7.4. Example: I teach advocacy skills in my last unit and our culminating project is an advocacy project where we research a local issue and create presentations to lobby at City Council. For example, this year we covered gang prevention and my students wrote proposals for how City Council should change their

8. Self-Assessment

8.1. Purpose: Self-assessment is a way for students to monitor how they learn best. For example, a student can self-assess how well they think they will do on an exam or how well certain note-taking methods work for them. (OECD, 2005)

8.2. Advantages/Disadvantages: An advantage is that this is an extremely student-centered assessment and encourages student to think meta-cognitively about their own learning. A disadvantage is that it doesn't provide concrete data and there is no guarantee that the students are providing accurate answers.

8.3. Type of Assessment: This is an assessment for learning because it helps students assess the best ways that they personally learn.

8.4. Example: I have my students self-assess for each learning goal I provide in a unit before the lesson as well as before each quiz. This lets students see their growth over the course of learning each objective as well as comparing how well they believe they know material to how well the quiz shows they know the material.

9. Peer Assessment

9.1. Purpose: A peer assessment is one where students give feedback to each other.

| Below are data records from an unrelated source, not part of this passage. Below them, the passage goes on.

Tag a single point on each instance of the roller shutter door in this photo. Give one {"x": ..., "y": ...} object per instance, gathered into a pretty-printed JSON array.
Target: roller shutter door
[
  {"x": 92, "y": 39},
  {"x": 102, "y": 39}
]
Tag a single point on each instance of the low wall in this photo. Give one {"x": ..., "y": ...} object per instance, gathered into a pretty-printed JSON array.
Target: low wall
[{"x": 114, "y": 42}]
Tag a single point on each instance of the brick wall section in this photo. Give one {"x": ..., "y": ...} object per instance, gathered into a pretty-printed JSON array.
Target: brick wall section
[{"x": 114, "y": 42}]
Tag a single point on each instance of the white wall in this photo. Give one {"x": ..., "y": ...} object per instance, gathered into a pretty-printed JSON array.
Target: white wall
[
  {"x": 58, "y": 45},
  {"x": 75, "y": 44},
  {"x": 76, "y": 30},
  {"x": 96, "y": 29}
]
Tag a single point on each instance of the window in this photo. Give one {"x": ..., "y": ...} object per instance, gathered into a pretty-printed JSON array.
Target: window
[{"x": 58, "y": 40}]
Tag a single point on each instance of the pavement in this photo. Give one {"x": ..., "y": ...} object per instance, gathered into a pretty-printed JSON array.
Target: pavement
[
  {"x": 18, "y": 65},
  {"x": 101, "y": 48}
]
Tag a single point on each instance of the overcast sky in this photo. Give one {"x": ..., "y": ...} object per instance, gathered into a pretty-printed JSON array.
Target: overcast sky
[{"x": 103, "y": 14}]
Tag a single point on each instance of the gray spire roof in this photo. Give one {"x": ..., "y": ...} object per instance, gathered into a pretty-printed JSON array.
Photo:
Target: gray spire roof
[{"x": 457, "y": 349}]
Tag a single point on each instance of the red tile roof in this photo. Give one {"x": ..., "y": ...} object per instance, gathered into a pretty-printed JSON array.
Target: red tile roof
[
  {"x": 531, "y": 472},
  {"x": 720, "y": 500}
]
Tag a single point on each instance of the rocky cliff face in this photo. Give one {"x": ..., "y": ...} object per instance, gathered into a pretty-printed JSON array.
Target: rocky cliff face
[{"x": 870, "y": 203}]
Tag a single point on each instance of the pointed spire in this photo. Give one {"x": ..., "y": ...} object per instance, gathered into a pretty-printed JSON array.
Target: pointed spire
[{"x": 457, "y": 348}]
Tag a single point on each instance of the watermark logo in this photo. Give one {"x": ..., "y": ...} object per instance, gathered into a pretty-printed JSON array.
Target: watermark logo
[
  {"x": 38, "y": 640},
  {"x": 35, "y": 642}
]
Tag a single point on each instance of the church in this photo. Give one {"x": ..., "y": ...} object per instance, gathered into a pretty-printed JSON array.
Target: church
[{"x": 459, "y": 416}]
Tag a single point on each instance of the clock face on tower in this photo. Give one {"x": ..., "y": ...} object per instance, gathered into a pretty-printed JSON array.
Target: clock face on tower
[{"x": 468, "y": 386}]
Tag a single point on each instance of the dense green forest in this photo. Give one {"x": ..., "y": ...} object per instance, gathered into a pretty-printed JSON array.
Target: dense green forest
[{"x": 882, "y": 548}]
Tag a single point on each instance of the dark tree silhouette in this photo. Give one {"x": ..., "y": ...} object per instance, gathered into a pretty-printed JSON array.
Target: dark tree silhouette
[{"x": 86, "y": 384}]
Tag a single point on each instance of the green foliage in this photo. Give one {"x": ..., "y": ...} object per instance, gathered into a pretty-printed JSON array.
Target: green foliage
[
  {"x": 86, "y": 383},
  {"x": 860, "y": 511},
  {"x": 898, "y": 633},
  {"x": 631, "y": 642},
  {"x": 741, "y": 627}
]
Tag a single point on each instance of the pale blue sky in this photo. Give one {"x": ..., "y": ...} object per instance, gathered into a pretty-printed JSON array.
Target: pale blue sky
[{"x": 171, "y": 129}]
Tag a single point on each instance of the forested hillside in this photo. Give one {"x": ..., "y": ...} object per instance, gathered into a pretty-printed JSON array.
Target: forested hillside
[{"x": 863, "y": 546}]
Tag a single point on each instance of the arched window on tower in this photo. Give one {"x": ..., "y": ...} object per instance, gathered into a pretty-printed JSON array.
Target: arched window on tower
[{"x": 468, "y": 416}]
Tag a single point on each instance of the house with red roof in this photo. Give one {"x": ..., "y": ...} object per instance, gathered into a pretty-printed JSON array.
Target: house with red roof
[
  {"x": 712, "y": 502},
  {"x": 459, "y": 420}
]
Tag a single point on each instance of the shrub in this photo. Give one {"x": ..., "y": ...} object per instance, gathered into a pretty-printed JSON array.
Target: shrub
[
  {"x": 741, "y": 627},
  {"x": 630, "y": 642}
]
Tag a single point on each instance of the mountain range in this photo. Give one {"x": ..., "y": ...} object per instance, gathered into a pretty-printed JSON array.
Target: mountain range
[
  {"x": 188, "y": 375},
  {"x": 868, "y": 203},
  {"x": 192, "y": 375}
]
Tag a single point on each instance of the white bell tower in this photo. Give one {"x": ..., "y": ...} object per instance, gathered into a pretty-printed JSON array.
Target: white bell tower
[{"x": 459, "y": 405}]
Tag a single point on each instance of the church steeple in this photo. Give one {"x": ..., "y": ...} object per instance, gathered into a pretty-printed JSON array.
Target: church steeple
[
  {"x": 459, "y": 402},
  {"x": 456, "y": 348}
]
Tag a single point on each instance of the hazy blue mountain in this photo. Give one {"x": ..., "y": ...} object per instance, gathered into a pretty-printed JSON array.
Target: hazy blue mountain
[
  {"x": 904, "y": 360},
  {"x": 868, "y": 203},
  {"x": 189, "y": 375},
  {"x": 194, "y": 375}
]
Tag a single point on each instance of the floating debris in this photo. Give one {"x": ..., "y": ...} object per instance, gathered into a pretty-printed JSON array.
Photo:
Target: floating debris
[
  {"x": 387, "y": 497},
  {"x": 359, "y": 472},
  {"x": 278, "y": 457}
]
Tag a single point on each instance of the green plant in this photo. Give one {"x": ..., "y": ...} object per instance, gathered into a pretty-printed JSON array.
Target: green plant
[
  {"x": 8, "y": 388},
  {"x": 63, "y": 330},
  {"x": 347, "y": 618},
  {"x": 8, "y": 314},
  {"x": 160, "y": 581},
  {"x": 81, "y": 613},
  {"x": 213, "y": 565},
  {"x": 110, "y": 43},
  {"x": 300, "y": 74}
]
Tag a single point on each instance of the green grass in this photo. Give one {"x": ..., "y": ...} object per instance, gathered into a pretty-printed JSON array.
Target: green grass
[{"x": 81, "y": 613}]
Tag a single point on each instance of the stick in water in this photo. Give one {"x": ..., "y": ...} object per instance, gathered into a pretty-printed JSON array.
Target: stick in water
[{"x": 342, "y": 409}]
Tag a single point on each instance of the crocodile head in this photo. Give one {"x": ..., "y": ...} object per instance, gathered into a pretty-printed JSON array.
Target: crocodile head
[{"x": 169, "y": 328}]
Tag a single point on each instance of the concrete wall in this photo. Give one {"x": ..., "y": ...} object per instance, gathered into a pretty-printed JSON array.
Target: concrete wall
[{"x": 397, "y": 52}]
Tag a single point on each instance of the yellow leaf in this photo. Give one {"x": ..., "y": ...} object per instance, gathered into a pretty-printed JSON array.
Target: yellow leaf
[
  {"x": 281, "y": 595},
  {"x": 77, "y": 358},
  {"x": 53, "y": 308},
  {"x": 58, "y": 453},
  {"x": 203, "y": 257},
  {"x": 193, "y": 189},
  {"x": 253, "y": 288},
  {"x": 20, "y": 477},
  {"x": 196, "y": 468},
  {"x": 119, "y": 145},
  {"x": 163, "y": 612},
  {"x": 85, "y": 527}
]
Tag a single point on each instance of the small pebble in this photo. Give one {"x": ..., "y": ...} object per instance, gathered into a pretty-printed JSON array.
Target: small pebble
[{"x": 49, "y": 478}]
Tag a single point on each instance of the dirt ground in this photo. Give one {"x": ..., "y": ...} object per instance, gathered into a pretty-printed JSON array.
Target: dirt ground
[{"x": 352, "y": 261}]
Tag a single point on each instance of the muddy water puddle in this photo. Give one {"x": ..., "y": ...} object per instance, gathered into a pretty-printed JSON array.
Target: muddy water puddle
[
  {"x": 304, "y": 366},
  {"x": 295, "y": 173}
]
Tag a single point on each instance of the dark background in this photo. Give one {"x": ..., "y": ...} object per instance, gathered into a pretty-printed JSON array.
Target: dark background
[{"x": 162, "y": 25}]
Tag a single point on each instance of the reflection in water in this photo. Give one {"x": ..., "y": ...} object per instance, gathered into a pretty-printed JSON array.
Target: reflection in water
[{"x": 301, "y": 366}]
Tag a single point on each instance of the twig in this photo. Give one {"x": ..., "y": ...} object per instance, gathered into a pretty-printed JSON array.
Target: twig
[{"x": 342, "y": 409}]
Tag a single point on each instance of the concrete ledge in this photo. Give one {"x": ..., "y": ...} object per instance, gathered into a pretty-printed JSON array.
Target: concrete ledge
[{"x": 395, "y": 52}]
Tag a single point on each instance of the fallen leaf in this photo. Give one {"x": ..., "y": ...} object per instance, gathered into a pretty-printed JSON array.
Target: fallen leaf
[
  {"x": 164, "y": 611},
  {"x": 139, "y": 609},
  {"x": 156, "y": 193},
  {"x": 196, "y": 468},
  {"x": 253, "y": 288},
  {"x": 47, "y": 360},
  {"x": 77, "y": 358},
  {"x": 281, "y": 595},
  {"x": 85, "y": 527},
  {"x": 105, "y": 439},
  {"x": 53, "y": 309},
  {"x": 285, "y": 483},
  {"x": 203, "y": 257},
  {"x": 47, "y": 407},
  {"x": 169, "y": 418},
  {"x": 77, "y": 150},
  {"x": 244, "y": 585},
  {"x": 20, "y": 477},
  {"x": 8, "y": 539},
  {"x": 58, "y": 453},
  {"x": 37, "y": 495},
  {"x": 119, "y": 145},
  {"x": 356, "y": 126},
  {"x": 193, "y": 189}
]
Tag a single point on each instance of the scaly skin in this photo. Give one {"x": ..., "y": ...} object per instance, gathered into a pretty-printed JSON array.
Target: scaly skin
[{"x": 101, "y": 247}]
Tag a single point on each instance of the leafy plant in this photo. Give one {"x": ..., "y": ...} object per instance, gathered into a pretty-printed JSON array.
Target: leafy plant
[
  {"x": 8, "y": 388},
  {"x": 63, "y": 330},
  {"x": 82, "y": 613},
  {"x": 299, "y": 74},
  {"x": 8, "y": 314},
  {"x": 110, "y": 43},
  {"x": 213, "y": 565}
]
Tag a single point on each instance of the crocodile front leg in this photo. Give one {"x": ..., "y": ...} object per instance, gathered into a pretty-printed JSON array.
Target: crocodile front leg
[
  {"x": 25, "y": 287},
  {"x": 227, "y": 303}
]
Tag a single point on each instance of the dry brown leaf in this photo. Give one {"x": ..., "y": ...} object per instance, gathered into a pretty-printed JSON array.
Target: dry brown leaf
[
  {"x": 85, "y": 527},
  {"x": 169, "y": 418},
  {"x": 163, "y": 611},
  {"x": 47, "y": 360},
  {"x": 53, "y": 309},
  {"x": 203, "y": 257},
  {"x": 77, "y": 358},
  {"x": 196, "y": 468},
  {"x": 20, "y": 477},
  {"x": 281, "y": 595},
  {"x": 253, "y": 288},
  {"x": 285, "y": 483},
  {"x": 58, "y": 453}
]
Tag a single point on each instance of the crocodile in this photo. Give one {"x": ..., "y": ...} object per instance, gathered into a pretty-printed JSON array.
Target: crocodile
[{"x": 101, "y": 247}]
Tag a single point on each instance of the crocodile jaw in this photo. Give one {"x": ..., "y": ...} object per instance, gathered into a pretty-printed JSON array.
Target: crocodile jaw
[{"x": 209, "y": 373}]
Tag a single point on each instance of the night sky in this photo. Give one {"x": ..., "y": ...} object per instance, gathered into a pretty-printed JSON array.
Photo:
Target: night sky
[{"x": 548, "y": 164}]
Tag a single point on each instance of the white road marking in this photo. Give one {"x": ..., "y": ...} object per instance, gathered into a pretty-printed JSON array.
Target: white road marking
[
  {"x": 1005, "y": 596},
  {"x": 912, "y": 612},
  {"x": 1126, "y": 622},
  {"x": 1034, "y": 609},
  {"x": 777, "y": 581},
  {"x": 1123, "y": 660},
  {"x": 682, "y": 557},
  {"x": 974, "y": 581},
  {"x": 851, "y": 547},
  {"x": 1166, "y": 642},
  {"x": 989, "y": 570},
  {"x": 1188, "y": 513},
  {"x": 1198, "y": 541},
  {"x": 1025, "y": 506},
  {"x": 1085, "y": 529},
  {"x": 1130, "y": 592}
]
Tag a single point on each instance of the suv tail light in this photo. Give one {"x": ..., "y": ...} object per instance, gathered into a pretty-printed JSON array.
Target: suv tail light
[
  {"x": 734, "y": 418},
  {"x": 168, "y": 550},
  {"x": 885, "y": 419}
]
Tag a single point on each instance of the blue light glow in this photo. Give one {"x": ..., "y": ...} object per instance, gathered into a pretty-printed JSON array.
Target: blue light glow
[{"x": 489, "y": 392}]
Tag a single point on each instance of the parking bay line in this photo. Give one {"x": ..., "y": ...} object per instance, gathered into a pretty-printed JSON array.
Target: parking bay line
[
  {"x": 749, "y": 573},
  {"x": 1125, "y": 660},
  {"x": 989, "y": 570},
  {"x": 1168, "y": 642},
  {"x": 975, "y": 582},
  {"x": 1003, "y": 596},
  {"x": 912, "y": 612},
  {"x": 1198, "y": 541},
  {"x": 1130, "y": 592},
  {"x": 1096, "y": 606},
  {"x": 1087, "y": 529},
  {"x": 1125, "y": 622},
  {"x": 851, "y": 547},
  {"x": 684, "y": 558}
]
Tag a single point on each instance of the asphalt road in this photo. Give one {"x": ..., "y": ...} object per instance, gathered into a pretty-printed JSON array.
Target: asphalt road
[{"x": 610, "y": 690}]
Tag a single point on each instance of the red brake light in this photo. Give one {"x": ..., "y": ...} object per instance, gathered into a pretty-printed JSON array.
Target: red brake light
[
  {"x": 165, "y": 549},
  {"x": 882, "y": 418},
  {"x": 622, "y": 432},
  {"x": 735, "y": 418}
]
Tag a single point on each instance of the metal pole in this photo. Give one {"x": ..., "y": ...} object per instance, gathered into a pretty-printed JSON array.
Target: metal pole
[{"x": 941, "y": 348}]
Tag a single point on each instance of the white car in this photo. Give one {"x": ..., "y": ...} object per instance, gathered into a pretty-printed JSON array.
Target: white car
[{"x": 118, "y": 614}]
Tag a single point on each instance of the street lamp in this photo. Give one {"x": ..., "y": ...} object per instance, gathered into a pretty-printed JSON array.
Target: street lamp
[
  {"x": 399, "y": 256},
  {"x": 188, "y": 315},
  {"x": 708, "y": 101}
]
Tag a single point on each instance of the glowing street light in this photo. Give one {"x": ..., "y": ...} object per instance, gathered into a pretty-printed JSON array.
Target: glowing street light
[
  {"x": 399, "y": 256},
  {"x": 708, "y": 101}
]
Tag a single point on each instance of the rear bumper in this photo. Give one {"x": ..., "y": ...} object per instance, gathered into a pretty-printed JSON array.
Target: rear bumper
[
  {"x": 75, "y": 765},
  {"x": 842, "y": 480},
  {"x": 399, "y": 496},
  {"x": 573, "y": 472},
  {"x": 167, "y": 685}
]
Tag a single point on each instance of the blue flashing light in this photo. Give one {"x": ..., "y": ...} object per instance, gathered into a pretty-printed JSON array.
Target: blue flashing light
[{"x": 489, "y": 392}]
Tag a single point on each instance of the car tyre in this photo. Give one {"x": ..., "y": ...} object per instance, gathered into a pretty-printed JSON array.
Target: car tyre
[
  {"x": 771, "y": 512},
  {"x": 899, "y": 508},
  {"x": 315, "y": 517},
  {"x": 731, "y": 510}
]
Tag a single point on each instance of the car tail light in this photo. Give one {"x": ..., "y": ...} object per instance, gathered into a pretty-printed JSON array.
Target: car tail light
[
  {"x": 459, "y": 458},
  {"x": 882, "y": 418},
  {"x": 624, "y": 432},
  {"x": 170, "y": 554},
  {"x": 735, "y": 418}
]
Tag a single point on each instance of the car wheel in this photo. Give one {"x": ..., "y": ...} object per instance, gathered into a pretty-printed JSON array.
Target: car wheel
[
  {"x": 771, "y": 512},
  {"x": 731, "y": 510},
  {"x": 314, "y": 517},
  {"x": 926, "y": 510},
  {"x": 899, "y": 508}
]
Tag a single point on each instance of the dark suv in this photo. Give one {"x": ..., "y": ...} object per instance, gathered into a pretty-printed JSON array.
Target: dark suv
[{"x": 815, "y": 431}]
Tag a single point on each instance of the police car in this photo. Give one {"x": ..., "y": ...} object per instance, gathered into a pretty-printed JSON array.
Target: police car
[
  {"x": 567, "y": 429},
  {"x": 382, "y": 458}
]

9.2. Advantages/Disadvantages: An advantage is that these save time for teachers as students can assess each other and provide feedback instead of the teacher needing to check each piece of work carefully. A disadvantage is that the teacher doesn't have the majority of control over the quality of the assessment.

9.3. Type of Assessment: This is also both an assessment of learning in that one student assesses what the other understands, but also an assessment for learning as the reviewer will understand their own work better as they assess their peer's work.

9.4. Example: While editing pieces of writing, I frequently assign peer assessments. For example, I like to peer assess in groups where each student in a group of four will have a unique role - Student 1 will assess the author's capitalization, Student 2 will assess punctuation, Student 3 will assess grammar, and Student 4 will assess missing or extra words.

10. Sources

10.1. "Formative Assessment: Improving Learning in Secondary Classrooms." ORGANISATION FOR ECONOMIC CO-OPERATION AND DEVELOPMENT (OECD) (2005): 1-8. Web.